Deep Learning for Short-Term Precipitation Prediction in Four Major Indian Cities: A ConvLSTM Approach with Explainable AI
Tanmay Ghosh, Shaurabh Anand, Rakesh Gomaji Nannewar, Nithin Nagaraj
TL;DR
This work tackles the challenge of forecasting short-term precipitation in four major Indian cities with a transparent, data-driven approach. It introduces a hybrid Time-Distributed CNN–ConvLSTM model trained on multi-decadal ERA5 reanalysis data, with city-specific architectures and a loss that emphasizes extreme rainfall events. An integrated explainable AI framework (Grad-CAM, permutation importance, temporal occlusion, counterfactual analysis) reveals how input variables, space, and time drive predictions across Bengaluru, Mumbai, Delhi, and Kolkata, linking model behavior to known meteorological processes.

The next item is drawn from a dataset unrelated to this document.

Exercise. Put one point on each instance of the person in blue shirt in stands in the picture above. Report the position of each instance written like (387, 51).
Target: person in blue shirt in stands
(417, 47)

The results show competitive short-term predictive skill and city-tailored interpretability, providing actionable guidance for data collection and urban flood preparedness while highlighting limitations related to resolution and aggregation that motivate future work with higher-resolution data and hydrological coupling.
Abstract
Deep learning models for precipitation forecasting often function as black boxes, limiting their adoption in real-world weather prediction. To enhance transparency while maintaining accuracy, we developed an interpretable deep learning framework for short-term precipitation prediction in four major Indian cities: Bengaluru, Mumbai, Delhi, and Kolkata, spanning diverse climate zones. We implemented a hybrid Time-Distributed CNN-ConvLSTM (Convolutional Neural Network-Long Short-Term Memory) architecture, trained on multi-decadal ERA5 reanalysis data. The architecture was optimized for each city with a different number of convolutional filters: Bengaluru (32), Mumbai and Delhi (64), and Kolkata (128). The models achieved root mean square error (RMSE) values of 0.21 mm/day (Bengaluru), 0.52 mm/day (Mumbai), 0.48 mm/day (Delhi), and 1.80 mm/day (Kolkata). Through interpretability analysis using permutation importance, Gradient-weighted Class Activation Mapping (Grad-CAM), temporal occlusion, and counterfactual perturbation, we identified distinct patterns in the model's behavior. The model relied on city-specific variables, with prediction horizons ranging from one day for Bengaluru to five days for Kolkata. This study demonstrates how explainable AI (xAI) can provide accurate forecasts and transparent insights into precipitation patterns in diverse urban environments.